お子様の視力検査や目の状態の診察を行います。
検査・診察の結果を説明します。ご希望がありましたらマイオピン点眼薬を処方します。
初処方1週間後・1か月後に問題点がないか検査・診察致します。
1か月後の診察で問題ない場合、以降は3か月毎に検査、診察のため受診いただきます。
マイオピン点眼液による治療に関しての注意点
- 点眼後6~8時間ぐらいまぶしさ・見え方のぼやけを感じることがあります。(起床時間から逆算して寝る前に点眼頂くことで日常生活への影響を避けられます。)
- まれに点眼薬に含まれる防腐剤に対してアレルギー性結膜炎を生じることがあります。(マイオピン点眼液に含まれる防腐剤は他の点眼液にも使われる一般的な防腐剤です。)
- 点眼薬1本(5㎖)は開封後1ヶ月間使用可能です。開封後1か月過ぎたものは安全性の観点から破棄してください。
- 3か月に1回定期検査と診察が必要になります。
- 自費治療となります。
- 国内未承認治療になりますが、安全性・有効性に関してはシンガポール及び日本国内での臨床試験で確認されています。(末尾参考文献①、②)

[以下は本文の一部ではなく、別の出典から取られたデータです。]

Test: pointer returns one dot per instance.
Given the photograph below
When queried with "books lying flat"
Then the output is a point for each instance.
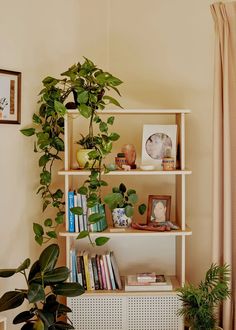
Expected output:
(163, 283)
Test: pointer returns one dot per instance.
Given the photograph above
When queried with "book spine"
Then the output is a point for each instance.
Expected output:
(95, 273)
(76, 215)
(110, 271)
(108, 280)
(70, 214)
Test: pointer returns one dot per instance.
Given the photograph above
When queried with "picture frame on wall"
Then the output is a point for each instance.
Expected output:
(158, 209)
(10, 97)
(158, 142)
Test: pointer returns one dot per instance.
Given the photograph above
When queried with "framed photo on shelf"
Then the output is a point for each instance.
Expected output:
(158, 208)
(10, 97)
(158, 141)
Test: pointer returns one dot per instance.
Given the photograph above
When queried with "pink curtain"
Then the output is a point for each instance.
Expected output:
(224, 148)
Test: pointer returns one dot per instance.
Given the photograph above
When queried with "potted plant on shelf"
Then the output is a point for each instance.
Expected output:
(44, 284)
(88, 85)
(121, 202)
(199, 303)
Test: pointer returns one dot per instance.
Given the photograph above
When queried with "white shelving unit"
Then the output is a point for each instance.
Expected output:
(135, 310)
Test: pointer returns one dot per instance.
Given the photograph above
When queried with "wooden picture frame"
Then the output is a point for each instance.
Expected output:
(158, 208)
(10, 97)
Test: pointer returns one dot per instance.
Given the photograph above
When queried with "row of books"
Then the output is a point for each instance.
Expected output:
(78, 223)
(95, 272)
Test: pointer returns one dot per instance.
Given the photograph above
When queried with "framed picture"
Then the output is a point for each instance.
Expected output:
(10, 97)
(159, 141)
(158, 208)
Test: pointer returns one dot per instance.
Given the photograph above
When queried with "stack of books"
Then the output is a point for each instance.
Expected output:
(78, 223)
(95, 272)
(148, 282)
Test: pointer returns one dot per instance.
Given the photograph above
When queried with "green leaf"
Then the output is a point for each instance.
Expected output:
(68, 289)
(43, 160)
(36, 119)
(129, 211)
(28, 131)
(114, 136)
(83, 234)
(23, 266)
(112, 100)
(110, 120)
(48, 222)
(23, 317)
(85, 110)
(35, 293)
(45, 177)
(142, 209)
(103, 126)
(99, 241)
(83, 190)
(52, 234)
(48, 257)
(95, 217)
(82, 97)
(38, 229)
(77, 210)
(133, 198)
(7, 272)
(11, 299)
(60, 108)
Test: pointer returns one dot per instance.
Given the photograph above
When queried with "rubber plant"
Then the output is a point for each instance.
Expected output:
(44, 283)
(88, 85)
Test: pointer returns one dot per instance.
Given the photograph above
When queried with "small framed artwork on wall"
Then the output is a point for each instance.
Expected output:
(158, 208)
(10, 97)
(159, 141)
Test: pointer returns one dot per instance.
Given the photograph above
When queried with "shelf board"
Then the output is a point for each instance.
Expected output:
(128, 173)
(130, 232)
(122, 292)
(135, 111)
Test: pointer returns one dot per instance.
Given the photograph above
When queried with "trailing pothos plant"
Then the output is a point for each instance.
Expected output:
(44, 283)
(88, 85)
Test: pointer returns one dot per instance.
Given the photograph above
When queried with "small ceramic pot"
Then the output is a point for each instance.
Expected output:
(120, 219)
(82, 158)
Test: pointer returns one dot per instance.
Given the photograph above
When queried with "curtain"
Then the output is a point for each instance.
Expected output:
(224, 149)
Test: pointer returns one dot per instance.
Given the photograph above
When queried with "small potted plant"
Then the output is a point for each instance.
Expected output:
(121, 202)
(44, 284)
(199, 303)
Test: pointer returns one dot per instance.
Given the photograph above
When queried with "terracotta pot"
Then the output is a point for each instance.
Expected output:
(82, 158)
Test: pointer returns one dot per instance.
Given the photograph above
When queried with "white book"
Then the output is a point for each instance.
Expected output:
(167, 286)
(76, 215)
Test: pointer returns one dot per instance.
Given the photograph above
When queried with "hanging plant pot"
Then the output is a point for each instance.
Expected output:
(82, 157)
(120, 219)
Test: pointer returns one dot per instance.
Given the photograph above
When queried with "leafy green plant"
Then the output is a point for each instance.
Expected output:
(123, 198)
(200, 302)
(88, 85)
(44, 283)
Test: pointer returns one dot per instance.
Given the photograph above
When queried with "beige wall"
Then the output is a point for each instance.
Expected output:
(161, 49)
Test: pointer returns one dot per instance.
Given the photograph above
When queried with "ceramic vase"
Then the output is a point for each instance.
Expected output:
(120, 219)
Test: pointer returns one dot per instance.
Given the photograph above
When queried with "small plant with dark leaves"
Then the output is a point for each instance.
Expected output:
(44, 283)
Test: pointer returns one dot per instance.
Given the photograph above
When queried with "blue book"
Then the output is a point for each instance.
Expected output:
(71, 216)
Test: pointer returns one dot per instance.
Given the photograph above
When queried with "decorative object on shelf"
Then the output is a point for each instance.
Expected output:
(199, 303)
(123, 199)
(120, 160)
(10, 97)
(158, 208)
(156, 139)
(89, 85)
(130, 155)
(44, 284)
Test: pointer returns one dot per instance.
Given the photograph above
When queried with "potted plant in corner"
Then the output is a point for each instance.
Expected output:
(44, 283)
(199, 303)
(121, 202)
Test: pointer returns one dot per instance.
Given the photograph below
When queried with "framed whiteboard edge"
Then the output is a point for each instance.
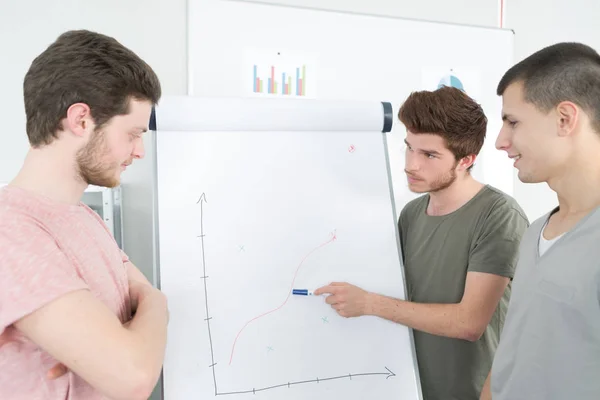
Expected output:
(417, 376)
(362, 14)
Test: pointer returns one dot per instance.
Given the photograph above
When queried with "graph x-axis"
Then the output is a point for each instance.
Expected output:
(388, 374)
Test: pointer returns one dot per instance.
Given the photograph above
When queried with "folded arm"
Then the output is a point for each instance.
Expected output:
(83, 334)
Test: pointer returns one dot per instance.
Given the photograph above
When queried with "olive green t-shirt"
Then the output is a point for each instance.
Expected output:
(438, 252)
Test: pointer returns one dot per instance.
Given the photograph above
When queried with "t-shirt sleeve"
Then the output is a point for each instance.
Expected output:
(34, 271)
(402, 227)
(496, 247)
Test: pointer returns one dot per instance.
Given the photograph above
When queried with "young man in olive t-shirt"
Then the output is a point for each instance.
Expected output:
(460, 246)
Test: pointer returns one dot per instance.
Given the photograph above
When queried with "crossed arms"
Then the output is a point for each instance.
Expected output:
(120, 361)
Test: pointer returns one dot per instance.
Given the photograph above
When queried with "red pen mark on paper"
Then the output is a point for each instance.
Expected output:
(332, 239)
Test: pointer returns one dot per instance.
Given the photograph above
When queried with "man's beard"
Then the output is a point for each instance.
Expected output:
(92, 170)
(443, 181)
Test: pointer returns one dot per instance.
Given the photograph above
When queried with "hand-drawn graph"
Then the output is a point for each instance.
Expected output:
(383, 372)
(332, 239)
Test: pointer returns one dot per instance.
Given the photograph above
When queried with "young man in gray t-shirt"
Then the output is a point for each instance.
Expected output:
(550, 345)
(459, 243)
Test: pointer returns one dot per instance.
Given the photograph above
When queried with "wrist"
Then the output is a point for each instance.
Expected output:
(371, 303)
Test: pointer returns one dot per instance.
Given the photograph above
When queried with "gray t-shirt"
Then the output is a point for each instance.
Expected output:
(439, 251)
(550, 346)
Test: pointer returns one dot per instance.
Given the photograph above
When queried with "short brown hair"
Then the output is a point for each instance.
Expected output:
(561, 72)
(87, 67)
(449, 113)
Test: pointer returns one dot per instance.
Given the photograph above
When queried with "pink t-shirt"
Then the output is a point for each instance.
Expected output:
(49, 249)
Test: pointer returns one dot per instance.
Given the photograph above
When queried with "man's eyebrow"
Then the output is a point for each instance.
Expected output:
(437, 153)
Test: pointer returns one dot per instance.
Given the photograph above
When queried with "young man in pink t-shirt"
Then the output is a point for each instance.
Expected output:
(77, 319)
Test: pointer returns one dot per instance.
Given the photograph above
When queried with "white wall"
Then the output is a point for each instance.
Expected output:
(156, 29)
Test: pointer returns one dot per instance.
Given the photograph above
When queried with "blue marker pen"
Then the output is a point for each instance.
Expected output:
(302, 292)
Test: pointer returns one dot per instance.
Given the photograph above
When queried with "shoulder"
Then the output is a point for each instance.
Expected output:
(498, 202)
(414, 206)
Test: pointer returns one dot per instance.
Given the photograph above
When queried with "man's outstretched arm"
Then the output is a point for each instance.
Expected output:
(464, 320)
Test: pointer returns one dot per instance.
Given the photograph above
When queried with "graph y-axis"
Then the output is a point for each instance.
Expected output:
(201, 201)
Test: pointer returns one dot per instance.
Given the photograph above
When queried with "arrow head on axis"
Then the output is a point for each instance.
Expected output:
(390, 373)
(202, 198)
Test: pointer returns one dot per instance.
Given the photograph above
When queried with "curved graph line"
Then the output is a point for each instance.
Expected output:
(333, 238)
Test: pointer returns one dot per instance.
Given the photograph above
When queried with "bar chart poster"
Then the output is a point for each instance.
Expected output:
(464, 78)
(280, 73)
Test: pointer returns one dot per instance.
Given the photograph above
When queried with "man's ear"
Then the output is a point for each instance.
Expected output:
(79, 120)
(568, 116)
(466, 162)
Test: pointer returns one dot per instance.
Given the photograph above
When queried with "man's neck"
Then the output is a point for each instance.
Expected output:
(453, 197)
(578, 187)
(48, 173)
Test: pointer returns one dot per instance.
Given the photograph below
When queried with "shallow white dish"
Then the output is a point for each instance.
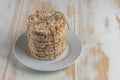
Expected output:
(71, 53)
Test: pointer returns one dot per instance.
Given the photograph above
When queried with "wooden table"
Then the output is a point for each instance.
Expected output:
(97, 24)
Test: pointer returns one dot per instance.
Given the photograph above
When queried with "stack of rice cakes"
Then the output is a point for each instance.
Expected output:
(46, 32)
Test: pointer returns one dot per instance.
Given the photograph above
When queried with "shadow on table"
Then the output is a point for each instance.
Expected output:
(14, 63)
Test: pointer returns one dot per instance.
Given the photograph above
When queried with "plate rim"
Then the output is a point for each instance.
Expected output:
(56, 69)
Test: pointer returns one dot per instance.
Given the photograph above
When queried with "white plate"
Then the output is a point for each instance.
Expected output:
(71, 53)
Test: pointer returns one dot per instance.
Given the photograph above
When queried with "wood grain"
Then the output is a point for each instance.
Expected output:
(95, 22)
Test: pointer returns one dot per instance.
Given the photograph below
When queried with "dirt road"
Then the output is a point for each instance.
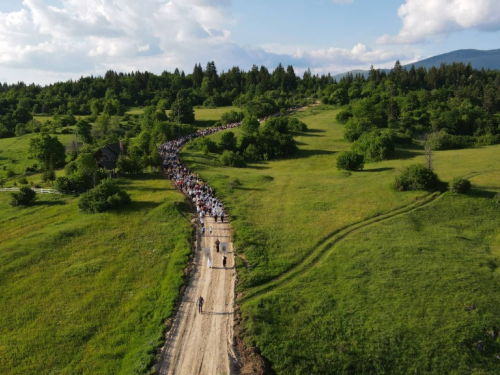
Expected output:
(203, 343)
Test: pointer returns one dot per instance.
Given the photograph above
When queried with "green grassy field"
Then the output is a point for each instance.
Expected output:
(88, 294)
(14, 152)
(341, 274)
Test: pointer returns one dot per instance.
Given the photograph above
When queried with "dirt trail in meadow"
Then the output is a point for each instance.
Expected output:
(203, 343)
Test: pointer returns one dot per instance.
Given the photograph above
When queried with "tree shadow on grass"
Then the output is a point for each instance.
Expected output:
(247, 189)
(310, 133)
(481, 193)
(406, 153)
(309, 153)
(146, 188)
(48, 203)
(135, 206)
(204, 123)
(377, 170)
(257, 167)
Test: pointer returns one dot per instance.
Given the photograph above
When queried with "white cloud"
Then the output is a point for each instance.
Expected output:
(92, 36)
(424, 19)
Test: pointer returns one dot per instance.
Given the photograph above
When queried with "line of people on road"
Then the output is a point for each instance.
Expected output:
(202, 195)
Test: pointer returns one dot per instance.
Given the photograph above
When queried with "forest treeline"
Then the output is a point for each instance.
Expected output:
(457, 101)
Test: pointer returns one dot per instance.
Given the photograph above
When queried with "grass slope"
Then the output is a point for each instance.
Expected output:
(344, 275)
(14, 151)
(88, 294)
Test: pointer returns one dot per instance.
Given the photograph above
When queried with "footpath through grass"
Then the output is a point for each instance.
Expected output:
(411, 293)
(88, 294)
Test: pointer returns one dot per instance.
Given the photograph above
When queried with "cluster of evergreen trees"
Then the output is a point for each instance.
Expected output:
(258, 88)
(459, 103)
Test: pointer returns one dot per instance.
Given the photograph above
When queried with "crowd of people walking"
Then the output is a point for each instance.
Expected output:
(203, 196)
(188, 182)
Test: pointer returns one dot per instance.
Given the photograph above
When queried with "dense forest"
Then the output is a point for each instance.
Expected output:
(456, 101)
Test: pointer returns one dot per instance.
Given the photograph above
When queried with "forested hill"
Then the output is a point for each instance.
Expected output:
(455, 99)
(478, 59)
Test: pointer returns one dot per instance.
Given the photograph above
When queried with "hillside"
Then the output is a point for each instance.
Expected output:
(89, 294)
(341, 274)
(479, 60)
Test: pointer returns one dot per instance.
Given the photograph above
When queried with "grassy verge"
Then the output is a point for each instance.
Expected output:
(344, 275)
(89, 293)
(413, 295)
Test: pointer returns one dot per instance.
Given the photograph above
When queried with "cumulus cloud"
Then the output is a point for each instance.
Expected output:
(424, 19)
(92, 36)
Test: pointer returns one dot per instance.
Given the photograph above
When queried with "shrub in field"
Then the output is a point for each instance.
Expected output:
(295, 125)
(228, 141)
(375, 146)
(24, 197)
(416, 177)
(23, 181)
(199, 144)
(350, 161)
(48, 175)
(104, 197)
(460, 185)
(355, 127)
(232, 159)
(496, 199)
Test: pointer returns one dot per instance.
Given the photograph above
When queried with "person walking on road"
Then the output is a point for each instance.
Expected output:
(201, 301)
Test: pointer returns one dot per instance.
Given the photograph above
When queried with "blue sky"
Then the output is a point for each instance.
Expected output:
(44, 41)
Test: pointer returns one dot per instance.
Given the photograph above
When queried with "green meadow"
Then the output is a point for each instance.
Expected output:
(14, 152)
(341, 274)
(89, 294)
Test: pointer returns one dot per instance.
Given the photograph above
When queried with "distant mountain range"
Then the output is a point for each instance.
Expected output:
(479, 59)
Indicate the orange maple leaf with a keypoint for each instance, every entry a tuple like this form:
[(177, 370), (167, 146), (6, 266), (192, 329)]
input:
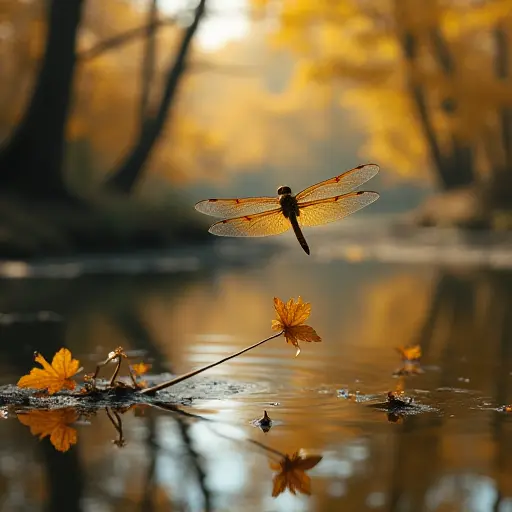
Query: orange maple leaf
[(290, 319), (291, 474), (52, 377), (140, 368), (54, 423), (410, 353)]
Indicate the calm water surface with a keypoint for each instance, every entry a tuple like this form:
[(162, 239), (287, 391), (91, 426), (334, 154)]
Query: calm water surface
[(457, 457)]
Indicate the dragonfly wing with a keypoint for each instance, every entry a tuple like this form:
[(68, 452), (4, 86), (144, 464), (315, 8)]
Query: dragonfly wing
[(339, 185), (323, 211), (225, 208), (261, 224)]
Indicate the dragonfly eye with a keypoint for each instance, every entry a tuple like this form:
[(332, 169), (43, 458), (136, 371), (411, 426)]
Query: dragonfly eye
[(284, 190)]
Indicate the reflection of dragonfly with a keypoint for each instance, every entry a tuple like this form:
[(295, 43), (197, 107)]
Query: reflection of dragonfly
[(325, 202)]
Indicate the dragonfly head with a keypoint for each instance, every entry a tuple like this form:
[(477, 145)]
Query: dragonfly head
[(284, 190)]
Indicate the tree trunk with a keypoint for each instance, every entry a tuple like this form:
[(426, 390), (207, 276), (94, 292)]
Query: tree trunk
[(31, 161), (125, 177)]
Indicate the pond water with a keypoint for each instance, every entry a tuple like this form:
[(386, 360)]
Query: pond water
[(454, 455)]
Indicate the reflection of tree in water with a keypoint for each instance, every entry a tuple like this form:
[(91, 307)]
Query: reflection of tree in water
[(468, 330), (77, 301), (465, 332)]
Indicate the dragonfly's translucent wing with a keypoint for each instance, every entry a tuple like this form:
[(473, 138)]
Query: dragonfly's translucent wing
[(316, 213), (261, 224), (339, 184), (225, 208)]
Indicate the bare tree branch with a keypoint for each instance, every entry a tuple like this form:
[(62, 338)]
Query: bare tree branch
[(148, 63), (121, 39)]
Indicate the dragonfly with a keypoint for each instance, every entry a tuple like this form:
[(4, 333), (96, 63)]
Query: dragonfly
[(325, 202)]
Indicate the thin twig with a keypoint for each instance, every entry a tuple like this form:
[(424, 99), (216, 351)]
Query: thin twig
[(116, 371), (193, 373), (120, 39)]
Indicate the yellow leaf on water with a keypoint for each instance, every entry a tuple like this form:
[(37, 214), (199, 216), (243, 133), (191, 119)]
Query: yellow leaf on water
[(410, 353), (52, 377), (54, 423), (290, 319), (140, 368)]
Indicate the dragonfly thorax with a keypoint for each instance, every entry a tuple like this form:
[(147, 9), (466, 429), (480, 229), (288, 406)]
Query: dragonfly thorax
[(284, 190)]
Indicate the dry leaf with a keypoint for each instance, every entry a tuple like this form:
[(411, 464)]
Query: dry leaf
[(291, 474), (140, 368), (290, 319), (52, 377), (410, 353), (53, 423)]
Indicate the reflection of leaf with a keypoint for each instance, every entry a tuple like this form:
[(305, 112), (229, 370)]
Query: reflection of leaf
[(52, 377), (291, 474), (53, 423), (291, 317)]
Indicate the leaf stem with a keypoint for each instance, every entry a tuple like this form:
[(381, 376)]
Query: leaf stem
[(193, 373)]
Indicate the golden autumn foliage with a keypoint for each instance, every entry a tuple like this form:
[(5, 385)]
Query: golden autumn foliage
[(292, 474), (290, 319), (54, 377), (53, 423), (430, 81)]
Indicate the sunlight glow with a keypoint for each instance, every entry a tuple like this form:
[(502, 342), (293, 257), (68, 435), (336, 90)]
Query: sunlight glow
[(226, 20)]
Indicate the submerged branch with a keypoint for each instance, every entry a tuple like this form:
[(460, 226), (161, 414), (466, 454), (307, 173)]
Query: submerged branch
[(193, 373)]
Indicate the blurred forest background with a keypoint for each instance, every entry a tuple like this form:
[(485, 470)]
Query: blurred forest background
[(117, 115)]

マイオピン点眼液の輸入は正規代理店を通してシンガポールより輸入しております。
(アイレンズ社 https://www.myopine-eyelens.sg/myopine-jp )
マイオピン点眼薬治療の費用
- マイオピン点眼薬1箱 ¥2,980円(税別)(購入は1回につき3箱まで)
- 診察・検査代 1回¥2,000円(税別)
(初回処方1週間後の検査・診察代は1000円(税別))
マイオピン点眼薬による治療は近視のこれ以上の進行を抑制するための治療です。
この治療で低下した視力が良くなるわけではありません。
治療について相談をご希望される場合、お電話( 0567-55-7535 )にて当院の診察予約をお願い致します。
参考文献
- Atropine for the treatment of childhood myopia: changes after stopping atropine 0.01%, 0.1% and 0.5% (小児近視治療用アトロピン:アトロピン濃度0.01%、0.1%、0.5%の点眼終了後の変化) Am J Ophthalmol. 2014 Feb;157(2):451-457
https://pubmed.ncbi.nlm.nih.gov/24315293/ - 近視学童における0.01%アトロピン点眼剤の近視進行抑制効果に関する研究(ATOM-J Study)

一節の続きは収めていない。